Cognitive Flexibility Theory & Multiple Representations

After reading Clark's comment on my posting from yesterday, I've been looking into Cognitive Flexibility Theory (Spiro), trying to better understand the notion of "multiple representations." (You can read more about CFT here and here and here, or just Google it like I did and see what you find....)

I had been thinking of multiple representations as meaning you show the graph on one screen with audio, then on the next screen have a video of someone talking about that concept. Use multiple representations to provide the learner with multiple ways of accessing the information: visual or auditory. Not quite.

From the CFT vantage, multiple representations is not about providing the same information in a different format (the learning styles approach), but rather presenting different perspectives on that information. Provide a variety of examples or case studies that get to the concept in different ways. This allows the learner to be more flexible in her understanding of the material, so that she can effectively apply it to concepts in the real world (knowledge transfer).
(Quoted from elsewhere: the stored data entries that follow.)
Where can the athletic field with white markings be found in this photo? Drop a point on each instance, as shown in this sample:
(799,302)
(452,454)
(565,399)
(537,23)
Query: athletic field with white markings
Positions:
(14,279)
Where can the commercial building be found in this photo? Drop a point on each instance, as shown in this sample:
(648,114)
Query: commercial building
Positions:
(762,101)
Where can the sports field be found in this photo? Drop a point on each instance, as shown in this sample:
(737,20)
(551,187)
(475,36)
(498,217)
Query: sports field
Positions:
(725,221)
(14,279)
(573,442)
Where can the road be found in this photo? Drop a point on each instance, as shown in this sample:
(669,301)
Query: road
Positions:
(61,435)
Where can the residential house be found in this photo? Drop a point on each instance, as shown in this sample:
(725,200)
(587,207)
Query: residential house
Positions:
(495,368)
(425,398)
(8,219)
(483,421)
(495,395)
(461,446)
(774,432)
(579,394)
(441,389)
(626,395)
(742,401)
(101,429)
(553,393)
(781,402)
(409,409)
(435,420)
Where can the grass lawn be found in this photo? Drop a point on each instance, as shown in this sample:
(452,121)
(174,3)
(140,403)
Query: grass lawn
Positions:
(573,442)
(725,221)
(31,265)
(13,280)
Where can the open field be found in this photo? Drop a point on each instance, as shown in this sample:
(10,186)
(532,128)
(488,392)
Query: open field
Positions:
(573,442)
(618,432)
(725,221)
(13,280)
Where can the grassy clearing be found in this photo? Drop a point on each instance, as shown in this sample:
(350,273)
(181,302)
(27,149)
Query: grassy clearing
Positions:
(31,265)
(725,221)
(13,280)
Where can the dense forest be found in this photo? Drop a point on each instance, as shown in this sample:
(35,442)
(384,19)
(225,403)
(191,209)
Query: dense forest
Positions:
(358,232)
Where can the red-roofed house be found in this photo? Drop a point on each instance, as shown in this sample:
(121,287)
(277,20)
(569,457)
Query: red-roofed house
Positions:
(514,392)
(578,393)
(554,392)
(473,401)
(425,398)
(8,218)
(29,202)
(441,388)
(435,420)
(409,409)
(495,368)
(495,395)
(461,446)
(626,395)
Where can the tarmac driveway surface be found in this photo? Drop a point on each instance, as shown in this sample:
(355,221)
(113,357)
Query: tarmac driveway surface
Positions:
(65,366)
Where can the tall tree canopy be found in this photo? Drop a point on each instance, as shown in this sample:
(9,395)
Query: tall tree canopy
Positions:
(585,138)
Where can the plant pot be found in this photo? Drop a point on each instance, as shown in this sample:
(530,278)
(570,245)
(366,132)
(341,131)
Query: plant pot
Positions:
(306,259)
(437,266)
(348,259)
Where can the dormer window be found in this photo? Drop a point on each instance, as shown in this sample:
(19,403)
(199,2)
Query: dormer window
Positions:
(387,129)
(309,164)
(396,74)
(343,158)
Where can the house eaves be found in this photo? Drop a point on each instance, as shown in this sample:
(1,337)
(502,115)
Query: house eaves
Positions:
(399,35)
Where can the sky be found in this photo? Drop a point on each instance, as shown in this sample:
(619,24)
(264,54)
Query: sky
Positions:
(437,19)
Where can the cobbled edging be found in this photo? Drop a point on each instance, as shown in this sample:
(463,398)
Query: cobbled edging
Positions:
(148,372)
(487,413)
Got it. Makes sense. Provide lots of examples as a way of beating that path through the woods; helping the learner make connections to ensure successful transfer of knowledge to a real-world situation.


jmarrapodi said...

Hi Cammy.

You might want to check out Bernice McCarthy's 4MAT work at

She uses a sort of mashup between left/right brain thinking and Kolb's learning styles and creates a cyclical approach to teaching that attempts to present things to impact all learners. Her work is primarily for elementary ed, but has applicability in our corporate worlds too.

I think there's quite a bit of alignment with CFT.

Jean Marrapodi

Cammy Bean said...

Thanks for the tip. I'll definitely look into it.

Clark said...

Actually, Cammy, you've got part of it, but I believe that it's not lots of examples, but instead multiple different representations of the concept (which of course then get exemplified). The point is to provide more than one way to initially get it, more ways to trigger activation when it's seen in practice, and more frameworks to apply to solving the problem.

Cammy Bean said...

Thanks, Clark. That's a helpful explanation.

Way back in May when I first posted this I was coming at the concept of using multiple representations as a way to address different "learning styles." My thinking has evolved way beyond that, and I think I've wrapped my little brain around the concept.

The more context we can supply to learners, the more likely they will be able to transfer that knowledge into their own worlds.